Ekspert nie ma wątpliwości, iż PiS może próbować obiecać Matysiak miejsce na liście, czy też w przypadku ewentualnego powrotu do władzy stanowisko ministry.

PiS nagle zaczął bronić Matysiak


Przypomnijmy kilka wpisów PiS broniących Matysiak. W sprawie zabrał głos m.in. były rzecznik PiS. "Droga partio Razem, czy Wam się, wybaczcie sformułowanie, sufit na łeb zwalił?" – napisał w serwisie X poseł Radosław Fogiel. W rozmowie z PAP doprecyzował jednak, iż "była to emocjonalna reakcja na próbę ukarania posłanki za fakt założenia stowarzyszenia".

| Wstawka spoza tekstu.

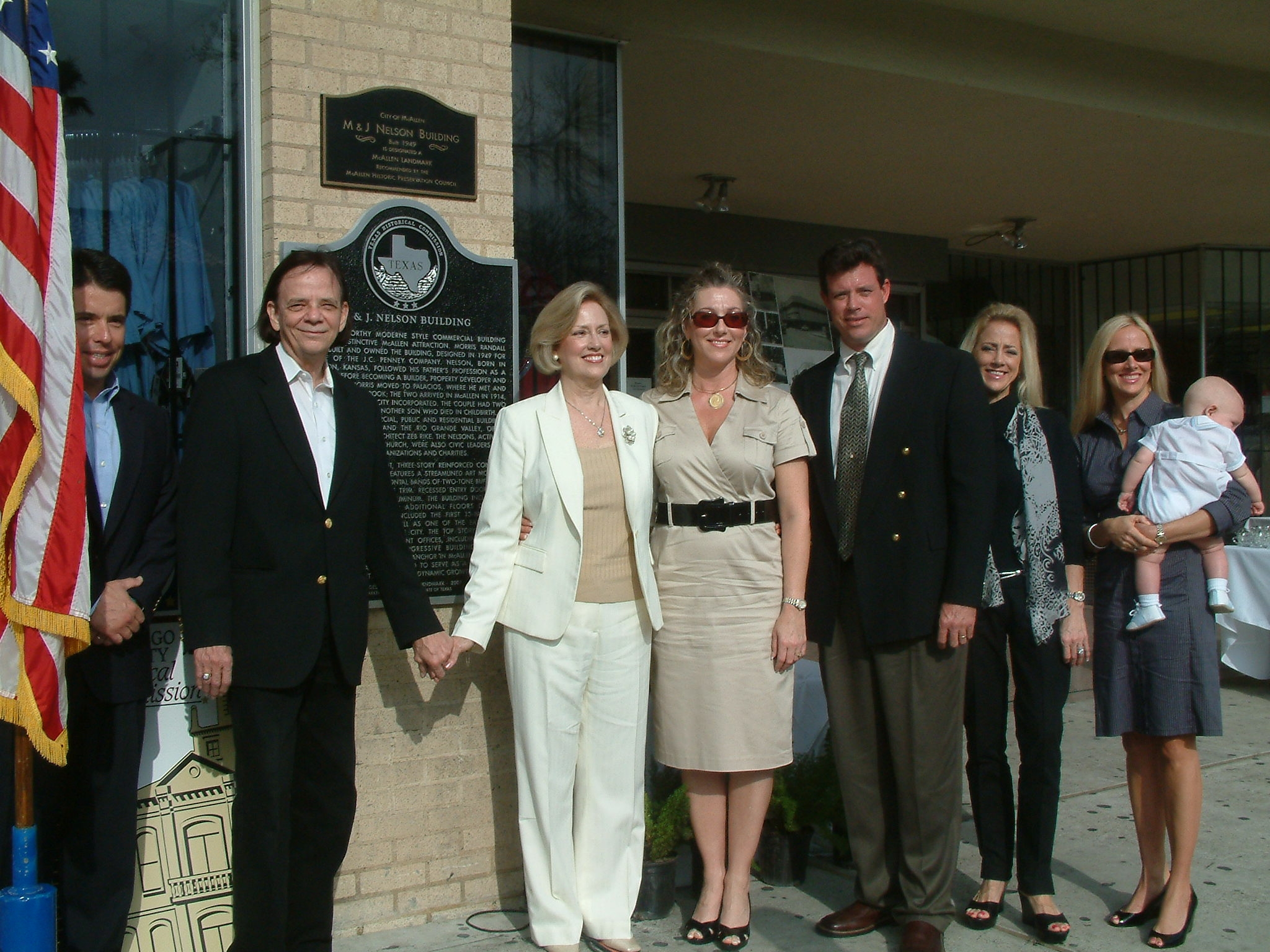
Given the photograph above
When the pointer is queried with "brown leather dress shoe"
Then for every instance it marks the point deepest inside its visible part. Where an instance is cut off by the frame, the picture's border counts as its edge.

Natomiast europoseł PiS Waldemar Buda dodał do tego: "Jesteśmy tolerancyjni, otwarci, działamy dla dobra Polski... I przychodzi sprawa poseł Pauliny Matysiak i CPK. Hipokryzja to mało powiedzieć".

W sprawie wypowiedział się również były kandydat na prezydenta Warszawy z PiS Tobiasz Bocheński. Jego zdaniem "łajanie polityków, którzy chcą, by w Polsce panowała zgoda w fundamentalnie ważnych sprawach, to absurd".

"Ci, którzy atakują poseł Paulinę Matysiak, chcą polityki rozumianej jedynie jako walenie się sztachetami. Może jeszcze drogami zbudowanymi przez PiS będą jeździli tylko wyborcy PiS, a drogami z czasów KO, tylko wyborcy KO? Czas na opamiętanie w szaleństwie plemiennej nienawiści. Ciekawe, iż hejt leje się głównie ze środowisk liberalnych. To wskazuje, gdzie zakreślili granicę wspólnoty" – uznał europoseł PiS.

O co chodzi w sprawie polityczki Lewicy i PiS?


W minioną środę premier Donald Tusk poinformował, iż projekt budowy megalotniska w Baranowie będzie kontynuowany. Szef rządu nie szczędził jednak słów krytyki pod adresem poprzednich władz. Skrót CPK rozwinął nie jako Centralny Port Komunikacyjny, a "Centralne Przewalanie Kasy".

Następnego dnia powstał Ruch Społeczny "Tak dla Rozwoju", którego inicjatorami okazali się Marcin Horała z Prawa i Sprawiedliwości oraz Paulina Matysiak z Razem.

– Te projekty rozwojowe to m.in. Centralny Port Komunikacyjny, rozwój energetyki jądrowej, porty, bezpieczeństwo naszego kraju, ale także wiele, wiele innych – powiedziała na nagraniu Matysiak.

Ta kooperacja nie spodobała się jednak jej klubowi, reakcja była błyskawiczna. "Jako przewodnicząca Klubu Parlamentarnego Lewica złożyłam wniosek o zawieszenie na 3 m-ce posłanki Pauliny Matysiak w prawach członkini Klubu za działanie niezgodne z interesem Klubu. Prezydium Klubu podjęło właśnie decyzję o jej zawieszeniu" – poinformowała w czwartek Anna Maria Żukowska.